Chapitre X

Au laboratoire, on faisait des expériences émouvantes. Les taches, après une période d’incubation, se précisaient. Elles laissaient mieux apercevoir les détails de leur structure ; à la loupe, leurs zones se détachaient avec netteté. D’abord immobiles, elles s’étaient mises à se déplacer, et leurs déplacements rendaient évidente leur constitution extra-terrestre. En effet, lorsqu’elles quittaient une région de la peau, celle-ci ne gardait aucune trace de leur séjour ni de leur passage et se décelait parfaitement saine.

Ce fait acquis, Langre et Meyral cherchèrent à déterminer si les taches étaient constituées par de la substance. Les mesures les plus subtiles ne révélèrent aucune résistance. À l’endroit occupé par une tache, on pouvait piquer ou sectionner la peau, exactement comme si celle-ci était à l’état normal. Des expériences de Langre et de Georges sur eux-mêmes, ainsi que sur la servante tragique et le chien, furent décisives. Néanmoins, les taches avaient trois dimensions. Le microscope révéla qu’elles s’élevaient au-dessus de la peau, à une hauteur qui variait de huit à soixante-six microns. Les rayons inférieurs du spectre leur donnaient des colorations bizarres, qui, tout d’abord, défièrent l’analyse.
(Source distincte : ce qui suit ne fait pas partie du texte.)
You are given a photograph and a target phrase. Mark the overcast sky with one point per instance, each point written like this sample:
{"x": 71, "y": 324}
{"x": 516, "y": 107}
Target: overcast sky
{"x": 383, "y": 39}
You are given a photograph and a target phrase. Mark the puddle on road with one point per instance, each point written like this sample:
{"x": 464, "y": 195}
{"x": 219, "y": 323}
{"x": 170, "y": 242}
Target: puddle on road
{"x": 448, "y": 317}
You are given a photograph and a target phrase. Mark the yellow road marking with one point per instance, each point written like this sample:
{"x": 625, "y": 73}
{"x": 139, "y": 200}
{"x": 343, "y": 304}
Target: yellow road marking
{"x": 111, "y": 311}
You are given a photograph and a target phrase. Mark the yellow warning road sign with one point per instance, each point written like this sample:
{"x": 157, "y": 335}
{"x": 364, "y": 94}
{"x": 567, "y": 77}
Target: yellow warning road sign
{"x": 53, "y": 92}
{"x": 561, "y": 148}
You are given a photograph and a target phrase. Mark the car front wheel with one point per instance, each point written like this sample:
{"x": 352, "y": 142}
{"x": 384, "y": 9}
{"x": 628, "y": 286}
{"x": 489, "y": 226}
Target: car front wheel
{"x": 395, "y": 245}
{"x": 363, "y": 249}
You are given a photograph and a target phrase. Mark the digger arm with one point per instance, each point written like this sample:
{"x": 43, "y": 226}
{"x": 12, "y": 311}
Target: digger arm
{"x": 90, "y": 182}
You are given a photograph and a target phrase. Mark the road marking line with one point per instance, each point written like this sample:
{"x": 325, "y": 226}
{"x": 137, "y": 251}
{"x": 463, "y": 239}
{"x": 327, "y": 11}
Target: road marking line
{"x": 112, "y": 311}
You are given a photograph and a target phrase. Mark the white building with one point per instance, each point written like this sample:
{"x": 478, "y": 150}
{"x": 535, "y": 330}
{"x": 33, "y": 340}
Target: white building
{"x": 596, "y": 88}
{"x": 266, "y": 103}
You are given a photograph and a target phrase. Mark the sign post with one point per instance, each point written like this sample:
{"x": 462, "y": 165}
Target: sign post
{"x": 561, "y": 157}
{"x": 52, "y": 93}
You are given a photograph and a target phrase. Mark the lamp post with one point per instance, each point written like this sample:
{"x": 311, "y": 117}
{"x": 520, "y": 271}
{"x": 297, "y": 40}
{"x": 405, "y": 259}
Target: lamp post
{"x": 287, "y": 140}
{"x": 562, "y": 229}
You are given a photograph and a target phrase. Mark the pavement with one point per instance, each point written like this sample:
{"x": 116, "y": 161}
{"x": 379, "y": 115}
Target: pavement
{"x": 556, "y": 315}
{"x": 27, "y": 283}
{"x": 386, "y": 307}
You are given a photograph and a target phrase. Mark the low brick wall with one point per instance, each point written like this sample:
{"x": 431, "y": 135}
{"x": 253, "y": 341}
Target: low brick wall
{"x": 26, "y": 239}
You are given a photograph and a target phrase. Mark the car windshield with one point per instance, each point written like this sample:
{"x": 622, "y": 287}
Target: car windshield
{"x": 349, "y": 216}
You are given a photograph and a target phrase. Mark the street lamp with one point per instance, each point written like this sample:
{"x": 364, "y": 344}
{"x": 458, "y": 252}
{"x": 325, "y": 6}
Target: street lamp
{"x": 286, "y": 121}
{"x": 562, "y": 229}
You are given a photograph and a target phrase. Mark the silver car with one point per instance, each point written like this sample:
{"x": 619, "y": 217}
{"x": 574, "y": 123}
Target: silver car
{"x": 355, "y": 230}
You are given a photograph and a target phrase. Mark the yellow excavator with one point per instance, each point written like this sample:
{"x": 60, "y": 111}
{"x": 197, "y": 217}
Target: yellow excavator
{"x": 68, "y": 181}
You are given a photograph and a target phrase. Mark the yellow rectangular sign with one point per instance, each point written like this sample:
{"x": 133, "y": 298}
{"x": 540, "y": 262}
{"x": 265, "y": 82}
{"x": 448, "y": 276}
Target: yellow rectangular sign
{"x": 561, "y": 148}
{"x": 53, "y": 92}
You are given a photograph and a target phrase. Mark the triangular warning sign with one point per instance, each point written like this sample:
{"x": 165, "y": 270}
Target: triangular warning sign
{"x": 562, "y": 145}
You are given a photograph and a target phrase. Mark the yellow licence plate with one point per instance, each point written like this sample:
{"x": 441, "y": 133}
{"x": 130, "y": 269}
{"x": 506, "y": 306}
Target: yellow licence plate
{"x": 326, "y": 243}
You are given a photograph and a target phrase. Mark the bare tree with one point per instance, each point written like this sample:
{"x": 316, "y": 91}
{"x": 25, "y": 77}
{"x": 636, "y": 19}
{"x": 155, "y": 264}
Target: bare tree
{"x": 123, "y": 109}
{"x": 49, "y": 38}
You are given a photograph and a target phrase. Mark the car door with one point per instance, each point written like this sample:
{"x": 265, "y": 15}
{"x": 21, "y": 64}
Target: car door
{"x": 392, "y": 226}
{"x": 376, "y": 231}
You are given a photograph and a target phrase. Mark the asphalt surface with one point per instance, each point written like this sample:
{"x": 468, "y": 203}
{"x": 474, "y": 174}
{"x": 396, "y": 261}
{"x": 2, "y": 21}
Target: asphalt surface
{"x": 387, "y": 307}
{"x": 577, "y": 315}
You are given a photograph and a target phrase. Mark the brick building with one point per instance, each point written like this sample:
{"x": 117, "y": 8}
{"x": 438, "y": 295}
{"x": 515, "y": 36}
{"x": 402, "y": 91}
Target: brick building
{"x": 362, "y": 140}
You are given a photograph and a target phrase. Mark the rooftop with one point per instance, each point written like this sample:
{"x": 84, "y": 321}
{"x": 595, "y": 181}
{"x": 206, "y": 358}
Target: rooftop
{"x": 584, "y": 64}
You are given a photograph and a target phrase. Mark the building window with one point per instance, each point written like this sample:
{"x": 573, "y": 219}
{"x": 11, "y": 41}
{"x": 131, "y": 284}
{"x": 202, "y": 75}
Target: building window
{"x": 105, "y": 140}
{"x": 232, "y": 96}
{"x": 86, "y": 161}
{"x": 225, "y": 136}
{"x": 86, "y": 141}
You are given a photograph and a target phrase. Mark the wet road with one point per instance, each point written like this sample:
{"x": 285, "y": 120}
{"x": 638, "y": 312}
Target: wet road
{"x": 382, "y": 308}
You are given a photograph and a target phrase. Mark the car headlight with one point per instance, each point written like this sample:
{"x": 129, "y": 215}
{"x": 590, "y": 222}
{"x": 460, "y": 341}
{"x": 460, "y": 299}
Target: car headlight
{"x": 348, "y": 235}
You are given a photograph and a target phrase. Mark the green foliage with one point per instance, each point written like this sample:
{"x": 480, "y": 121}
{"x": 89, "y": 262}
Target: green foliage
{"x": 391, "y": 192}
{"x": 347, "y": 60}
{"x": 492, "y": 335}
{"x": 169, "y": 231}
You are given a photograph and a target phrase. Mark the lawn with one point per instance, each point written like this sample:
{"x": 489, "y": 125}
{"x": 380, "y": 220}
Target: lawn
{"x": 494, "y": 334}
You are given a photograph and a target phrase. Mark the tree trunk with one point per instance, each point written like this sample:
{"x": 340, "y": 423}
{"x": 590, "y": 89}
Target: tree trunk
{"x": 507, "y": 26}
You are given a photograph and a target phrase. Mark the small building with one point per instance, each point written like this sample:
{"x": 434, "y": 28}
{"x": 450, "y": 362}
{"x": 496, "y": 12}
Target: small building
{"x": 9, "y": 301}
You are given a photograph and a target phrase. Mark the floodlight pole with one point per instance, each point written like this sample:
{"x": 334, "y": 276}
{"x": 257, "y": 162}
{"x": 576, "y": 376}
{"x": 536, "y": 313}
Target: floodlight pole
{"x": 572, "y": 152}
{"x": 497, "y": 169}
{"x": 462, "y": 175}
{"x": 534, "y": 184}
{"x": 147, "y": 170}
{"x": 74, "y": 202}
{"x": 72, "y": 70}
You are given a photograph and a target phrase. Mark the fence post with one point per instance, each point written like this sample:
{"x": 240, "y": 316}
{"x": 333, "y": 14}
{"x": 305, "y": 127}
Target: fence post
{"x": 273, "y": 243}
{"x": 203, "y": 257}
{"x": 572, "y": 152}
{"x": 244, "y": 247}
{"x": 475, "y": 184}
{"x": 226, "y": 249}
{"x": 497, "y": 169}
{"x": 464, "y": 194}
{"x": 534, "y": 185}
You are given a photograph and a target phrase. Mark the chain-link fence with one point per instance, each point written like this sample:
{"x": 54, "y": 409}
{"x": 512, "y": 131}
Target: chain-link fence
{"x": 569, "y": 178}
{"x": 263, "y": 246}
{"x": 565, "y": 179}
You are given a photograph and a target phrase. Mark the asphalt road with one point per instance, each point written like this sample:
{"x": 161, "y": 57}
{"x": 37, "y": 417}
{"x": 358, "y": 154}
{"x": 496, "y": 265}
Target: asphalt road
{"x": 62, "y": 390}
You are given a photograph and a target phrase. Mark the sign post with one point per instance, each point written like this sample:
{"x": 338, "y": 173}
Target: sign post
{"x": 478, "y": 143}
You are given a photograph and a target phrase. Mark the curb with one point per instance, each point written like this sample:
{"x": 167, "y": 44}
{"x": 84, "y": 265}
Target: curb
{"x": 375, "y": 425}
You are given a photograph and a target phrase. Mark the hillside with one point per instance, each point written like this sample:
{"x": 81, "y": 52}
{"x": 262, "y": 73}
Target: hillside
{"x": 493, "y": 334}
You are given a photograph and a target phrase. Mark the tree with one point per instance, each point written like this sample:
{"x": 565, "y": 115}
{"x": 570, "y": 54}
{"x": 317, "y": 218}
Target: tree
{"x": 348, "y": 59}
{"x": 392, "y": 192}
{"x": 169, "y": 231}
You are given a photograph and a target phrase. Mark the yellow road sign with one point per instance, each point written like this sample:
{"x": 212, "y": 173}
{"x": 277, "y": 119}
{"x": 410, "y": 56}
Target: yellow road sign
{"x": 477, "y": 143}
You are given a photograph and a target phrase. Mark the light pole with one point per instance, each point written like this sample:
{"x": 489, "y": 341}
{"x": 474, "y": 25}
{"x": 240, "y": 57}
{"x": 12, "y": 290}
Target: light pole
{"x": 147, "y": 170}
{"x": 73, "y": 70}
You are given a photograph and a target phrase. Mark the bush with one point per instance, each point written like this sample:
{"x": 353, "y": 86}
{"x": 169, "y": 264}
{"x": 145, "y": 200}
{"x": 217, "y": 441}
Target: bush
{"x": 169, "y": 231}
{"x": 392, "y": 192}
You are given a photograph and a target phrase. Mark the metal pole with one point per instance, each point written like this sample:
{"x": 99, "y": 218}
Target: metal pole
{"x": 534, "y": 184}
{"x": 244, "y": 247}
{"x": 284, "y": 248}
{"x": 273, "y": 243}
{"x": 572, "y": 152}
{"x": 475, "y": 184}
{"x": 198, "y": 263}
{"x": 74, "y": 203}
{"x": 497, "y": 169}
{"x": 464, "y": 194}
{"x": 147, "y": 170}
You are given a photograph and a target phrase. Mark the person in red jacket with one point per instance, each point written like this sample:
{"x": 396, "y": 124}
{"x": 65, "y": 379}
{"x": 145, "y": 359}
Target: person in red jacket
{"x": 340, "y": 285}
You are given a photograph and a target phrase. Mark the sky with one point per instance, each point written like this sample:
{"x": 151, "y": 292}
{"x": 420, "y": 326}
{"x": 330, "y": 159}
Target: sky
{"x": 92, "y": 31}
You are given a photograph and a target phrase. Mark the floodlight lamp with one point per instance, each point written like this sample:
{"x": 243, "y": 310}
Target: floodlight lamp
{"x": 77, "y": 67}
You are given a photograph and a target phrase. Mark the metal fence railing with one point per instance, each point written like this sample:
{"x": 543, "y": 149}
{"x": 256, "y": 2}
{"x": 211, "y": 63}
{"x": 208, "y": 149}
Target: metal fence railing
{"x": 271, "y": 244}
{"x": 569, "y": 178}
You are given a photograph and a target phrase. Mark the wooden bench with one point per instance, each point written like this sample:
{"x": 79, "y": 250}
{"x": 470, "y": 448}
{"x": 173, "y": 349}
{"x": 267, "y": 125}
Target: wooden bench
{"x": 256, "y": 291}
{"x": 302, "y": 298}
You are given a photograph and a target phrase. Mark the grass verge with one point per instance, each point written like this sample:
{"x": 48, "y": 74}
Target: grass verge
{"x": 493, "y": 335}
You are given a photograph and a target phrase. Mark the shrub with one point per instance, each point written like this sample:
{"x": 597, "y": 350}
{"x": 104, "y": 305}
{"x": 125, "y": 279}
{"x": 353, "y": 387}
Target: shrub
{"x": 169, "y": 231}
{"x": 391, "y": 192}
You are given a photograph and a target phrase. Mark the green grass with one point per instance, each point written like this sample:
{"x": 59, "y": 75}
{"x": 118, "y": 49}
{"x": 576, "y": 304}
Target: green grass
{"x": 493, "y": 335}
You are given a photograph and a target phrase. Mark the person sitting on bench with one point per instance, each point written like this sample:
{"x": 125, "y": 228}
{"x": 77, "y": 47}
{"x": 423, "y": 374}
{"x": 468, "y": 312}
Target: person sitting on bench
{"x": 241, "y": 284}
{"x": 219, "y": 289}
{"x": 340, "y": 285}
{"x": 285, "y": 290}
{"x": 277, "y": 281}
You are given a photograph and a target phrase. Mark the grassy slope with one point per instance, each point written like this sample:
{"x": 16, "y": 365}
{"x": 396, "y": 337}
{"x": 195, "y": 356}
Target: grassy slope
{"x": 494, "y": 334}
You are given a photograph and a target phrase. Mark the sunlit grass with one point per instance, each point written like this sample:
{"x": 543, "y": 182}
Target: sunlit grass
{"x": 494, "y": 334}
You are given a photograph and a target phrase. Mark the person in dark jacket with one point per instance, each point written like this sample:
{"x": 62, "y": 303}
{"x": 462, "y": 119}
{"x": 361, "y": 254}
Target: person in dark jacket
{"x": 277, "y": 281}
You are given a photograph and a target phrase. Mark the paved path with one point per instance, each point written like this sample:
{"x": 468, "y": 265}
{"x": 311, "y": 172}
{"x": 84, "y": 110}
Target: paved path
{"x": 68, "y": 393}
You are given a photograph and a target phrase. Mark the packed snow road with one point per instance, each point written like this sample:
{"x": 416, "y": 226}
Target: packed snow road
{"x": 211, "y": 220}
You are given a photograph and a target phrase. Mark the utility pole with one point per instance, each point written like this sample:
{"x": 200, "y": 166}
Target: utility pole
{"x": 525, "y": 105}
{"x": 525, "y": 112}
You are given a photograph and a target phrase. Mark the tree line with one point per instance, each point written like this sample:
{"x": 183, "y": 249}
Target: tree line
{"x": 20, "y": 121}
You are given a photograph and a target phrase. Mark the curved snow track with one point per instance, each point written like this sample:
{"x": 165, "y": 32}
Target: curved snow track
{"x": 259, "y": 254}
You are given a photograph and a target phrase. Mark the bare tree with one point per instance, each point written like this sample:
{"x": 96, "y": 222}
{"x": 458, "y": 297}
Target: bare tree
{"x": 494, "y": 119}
L’électricité leur faisait exécuter des mouvements dont le rythme parut désordonné ; les réactifs chimiques ne produisirent que des effets indirects ; elles ne décelaient aucune masse.

D’autre part, elles conservaient rigoureusement leur configuration et leurs zones.

– Par suite, concluait Langre, elles sont assimilables à des corps solides.

– Des solides sans masse, sans résistance ?

Ils demeuraient méditatifs.

– Faut-il y voir cependant une forme de la Matière ? demandait le vieillard.

– Oui, si la matière, à son tour, n’est qu’une forme de l’Énergie… ou mieux des Énergies.

– Alors, plus de substance ?

– Quien sabe ? Les énergies, en somme, ne sont que des manifestations de différences. Des substances sont probables, mais elles n’auraient aucun rapport avec ce que nous nommons la matière.

– Et l’éther ?

– L’éther des savants n’est qu’un enfantillage. Je ne conçois que des Éthers, en nombre indéfini, analogues entre eux mais non semblables.

– Ne perdons pas pied ! protesta Gérard. Je pense qu’il faut considérer ces taches comme une forme matérielle de l’Énergie.

Un matin, ils firent une découverte capitale. Afin de tenter des expériences de masse, ils avaient assemblé tout le groupe, humains et animaux, dans le laboratoire. Or, Langre, après plusieurs tentatives, remarqua la même réfraction insolite, quoique bien plus faible, qui avait été signalée au début de la Catastrophe planétaire.

– Je conclus à l’identité essentielle des taches et du phénomène qui a failli anéantir la vie ! déclara-t-il. Les taches sont donc bien nées de ce résidu que je soupçonnais depuis longtemps !

Le lendemain, Meyral fit à son tour une découverte.

– Seconde démonstration que les taches sont de même nature que l’énergie qui a ravagé la terre. Je suis sûr maintenant que c’était un flux énergique.

– Vous ne croyez pas que ce flux tout entier était vivant ?

– Non.

– Vous croyez que les taches le sont ?

– J’en suis sûr ! Le phénomène dont nous sommes victimes est d’ordre organique. Chaque groupe, selon moi, est englobé dans un Être.

– En sorte que la vie terrestre est actuellement une double vie.

– Une double vie, oui. C’est l’expression juste. Car le phénomène n’est pas uniquement parasitaire : il a accru notre puissance d’extension.

Après un nouveau silence, Meyral remarqua :

– Je pense que la visibilité des filaments signifie que ceux-ci sont enveloppés d’une gaine lumineuse, car ils sont évidemment invisibles par eux-mêmes.